Kay Nest is a tiny little sandstone crag in the Tripsdale valley North Yorkshire, England that shot to fame recently thanks to an extremely difficult - and dangerous - new route put up by 24-year-old British climber Franco Cookson. The 20m new route is called Divine Moments of Truth, is the free version of an old aid climb and comes in with a whopping grade of H10, where the lesser used H grade indicates that the ascent was headpoint, i.e. after having worked the moves on toprope first. H10 is the hardest headpoint grade Cookson has ever put forward - and the hardest so far in Britain - and as such deserves careful attention. For the record, Cookson placed all the gear on lead.


Franco, tell us about the route’s history. It’s an old aid route, right?

Correct. It was aided back in the 1960s I think. People have tried to free it over the last 30 years.

What got you hooked on this line?
I'm very keen for developing the climbing in the North York Moors. I was looking for something hard and bold (ideally a solo) that would give the North York Moors a mythically difficult climb. Once I removed the remaining bolts I thought it might be exactly that. The top crux is quite hard, extremely fingery and as a solo it would have been mind-bending.

There is however some gear low down, including a skyhook…
Indeed, I found some protection that made it less difficult than I thought it was going to be. The protection is okay, but directional (in the wrong direction!). It's hard to say whether this would hold. This is backed up by the smallest micro tricam. You'd be very close to the ground from high up even if it did hold. The skyhook is lovely! It's in a little iron pocket. I don't know about how good this is - it would be hilarious if you fell on that and it held…

Talking of which, did you ever fall during on lead attempts?
No! That would be a seriously bad idea.

You gave it a Headpoint grade. Can you tell us why?
The E grade system is used for climbing without beta. At the upper-end of trad grades people have started using H grades to describe headpoint experiences. This is going to - and already does- cause real confusion in the crossover grades E5 - E8. But the H grade is simple, you just grade your experience, not some hypothetical ground-up without beta.

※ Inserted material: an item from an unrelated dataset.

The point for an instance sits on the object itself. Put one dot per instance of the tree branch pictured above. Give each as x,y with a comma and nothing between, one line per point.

So for the benefit of those who aren’t experts with the E and H grading systems: can the route be broken down into other difficulties
My friend Luke reckoned the crux on the top headwall might be Font 7C - 8A. The main hold is really small. It's basically the only style of climbing I'm any good at, but no one else seems to be able to hold and then pull on it. But grades with this kind of thing are fairly meaningless - it's a mind-altering pull in a wacky setting. And then of course the bottom boulder problem wall is a fine problem in its own right.

As you mentioned you’ve been highly active in the North York Moors. Can you give us some background info to previous hard routes you’ve climbed?
I've climbed a few really class lines in the Moors. Psykovsky's Sequins (H9 7a) is a steep mono-pulling climb that I soloed, but that has decent gear now. Sky Burial (H9 7a) is fairly easy, but slightly loose and a total death solo - the day I climbed that I was really quite unhinged. Infinity in a Grain of Sand (H8 6c) is a fairly poor route, but with some lovely moves and a complete suicide run again. Fly Agaric (H8 7a) has perhaps my favourite move. It's only about 8 metres long, but the dyno is fantastic. The first route I ever headpointed is more traditional, with balancy arête moves and poor gear - The Hypocrisy of Moose (H8 6c). The grades are approximate and don't really matter!

Franco, a few years ago took a 20m ground fall and miraculously survived. Did that change the way you view and do things in any way?
It probably made me bolder. I know what I live for now and I know I'd risk everything to climb the lines that inspire me.